Иногда самые бюрократические юбилеи оборачиваются воскресением к жизни.

 

- 145 -

«В годы отечественной войны по разным поводам применение смертной казни то расширялось (например, военизация железных дорог), то обогащалось по формам (с апреля 1943 - указ о повешении).

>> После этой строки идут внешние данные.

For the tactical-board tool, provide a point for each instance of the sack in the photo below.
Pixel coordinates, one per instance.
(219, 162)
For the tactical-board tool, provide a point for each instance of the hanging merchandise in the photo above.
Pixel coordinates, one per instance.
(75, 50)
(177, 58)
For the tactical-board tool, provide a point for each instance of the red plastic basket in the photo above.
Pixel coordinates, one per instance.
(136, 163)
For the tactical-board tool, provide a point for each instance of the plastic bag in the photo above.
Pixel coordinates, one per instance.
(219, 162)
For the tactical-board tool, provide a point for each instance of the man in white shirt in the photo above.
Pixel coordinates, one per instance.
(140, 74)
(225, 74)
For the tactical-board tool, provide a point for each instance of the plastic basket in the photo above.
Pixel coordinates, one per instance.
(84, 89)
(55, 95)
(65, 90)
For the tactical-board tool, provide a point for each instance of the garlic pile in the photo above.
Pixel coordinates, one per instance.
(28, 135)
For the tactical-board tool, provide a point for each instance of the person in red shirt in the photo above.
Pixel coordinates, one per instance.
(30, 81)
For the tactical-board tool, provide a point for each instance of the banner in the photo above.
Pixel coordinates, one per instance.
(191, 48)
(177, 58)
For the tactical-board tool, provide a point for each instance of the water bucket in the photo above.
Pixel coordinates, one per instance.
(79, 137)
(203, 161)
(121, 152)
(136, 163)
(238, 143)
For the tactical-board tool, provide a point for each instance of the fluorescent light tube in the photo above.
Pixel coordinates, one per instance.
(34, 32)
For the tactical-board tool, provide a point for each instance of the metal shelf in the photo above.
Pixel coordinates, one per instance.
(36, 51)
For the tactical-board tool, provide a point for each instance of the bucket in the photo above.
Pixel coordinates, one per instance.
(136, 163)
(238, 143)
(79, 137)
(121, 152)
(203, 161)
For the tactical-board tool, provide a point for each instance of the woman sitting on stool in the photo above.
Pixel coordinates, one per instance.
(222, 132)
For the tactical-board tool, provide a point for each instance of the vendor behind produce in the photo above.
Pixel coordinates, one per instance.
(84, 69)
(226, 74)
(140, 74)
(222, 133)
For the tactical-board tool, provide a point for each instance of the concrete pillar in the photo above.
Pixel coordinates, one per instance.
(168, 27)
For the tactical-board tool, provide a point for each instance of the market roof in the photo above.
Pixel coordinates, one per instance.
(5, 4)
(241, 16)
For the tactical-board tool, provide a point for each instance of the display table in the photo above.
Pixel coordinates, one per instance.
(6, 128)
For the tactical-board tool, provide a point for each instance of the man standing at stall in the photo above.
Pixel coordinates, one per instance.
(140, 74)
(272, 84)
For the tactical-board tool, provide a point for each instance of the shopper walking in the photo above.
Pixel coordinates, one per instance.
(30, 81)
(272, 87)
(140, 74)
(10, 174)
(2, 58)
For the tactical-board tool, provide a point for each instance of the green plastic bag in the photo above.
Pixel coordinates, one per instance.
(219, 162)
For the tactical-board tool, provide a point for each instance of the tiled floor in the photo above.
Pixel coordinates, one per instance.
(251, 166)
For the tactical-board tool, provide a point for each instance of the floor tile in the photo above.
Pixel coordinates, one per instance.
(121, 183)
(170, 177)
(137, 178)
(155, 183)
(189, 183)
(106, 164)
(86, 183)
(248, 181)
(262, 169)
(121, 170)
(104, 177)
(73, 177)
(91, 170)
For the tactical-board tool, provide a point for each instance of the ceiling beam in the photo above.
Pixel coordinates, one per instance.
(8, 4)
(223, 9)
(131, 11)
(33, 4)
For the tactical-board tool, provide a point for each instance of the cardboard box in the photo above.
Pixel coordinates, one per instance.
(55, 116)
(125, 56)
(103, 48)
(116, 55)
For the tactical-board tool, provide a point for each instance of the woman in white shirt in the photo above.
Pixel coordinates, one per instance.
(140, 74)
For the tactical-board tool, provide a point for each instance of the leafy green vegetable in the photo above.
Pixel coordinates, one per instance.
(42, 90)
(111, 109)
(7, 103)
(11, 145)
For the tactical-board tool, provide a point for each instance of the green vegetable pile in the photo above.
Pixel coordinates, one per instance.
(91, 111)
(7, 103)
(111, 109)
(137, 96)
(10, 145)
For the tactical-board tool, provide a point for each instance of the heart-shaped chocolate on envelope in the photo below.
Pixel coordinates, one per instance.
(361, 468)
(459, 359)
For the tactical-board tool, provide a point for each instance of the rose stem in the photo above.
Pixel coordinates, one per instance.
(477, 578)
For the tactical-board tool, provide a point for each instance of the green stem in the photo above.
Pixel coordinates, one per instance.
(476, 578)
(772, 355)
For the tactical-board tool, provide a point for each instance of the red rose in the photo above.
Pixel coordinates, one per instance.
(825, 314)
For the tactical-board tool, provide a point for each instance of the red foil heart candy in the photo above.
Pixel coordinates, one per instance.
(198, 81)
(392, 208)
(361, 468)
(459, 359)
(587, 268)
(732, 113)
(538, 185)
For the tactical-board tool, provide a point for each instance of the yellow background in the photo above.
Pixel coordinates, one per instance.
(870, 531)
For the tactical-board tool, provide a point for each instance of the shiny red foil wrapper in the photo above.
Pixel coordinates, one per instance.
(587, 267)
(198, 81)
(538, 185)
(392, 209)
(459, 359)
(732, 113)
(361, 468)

Все эти события несколько замедлили обещанную полную, окончательную и навечную отмену смертной казни, однако терпением и преданностью наш народ все-таки выслужил ее: в мае 1947 года (вот уж действительно говорят - от судьбы не уйдешь! - Э. В.) примерил Иосиф Виссарионович крахмальное жабо перед зеркалом, понравилось - и продиктовал президиуму Верховного Совета отмену смертной казни в мирное время (с заменой на — 25 лет, четвертную).

Но народ наш неблагодарен, преступен и не способен ценить великодушие. Поэтому покряхтели-покряхтели правители два с половиной года без смертной казни, и 12 января 1950 издан Указ противоположный "ввиду поступивших заявлений от национальных республик..."» и т. д.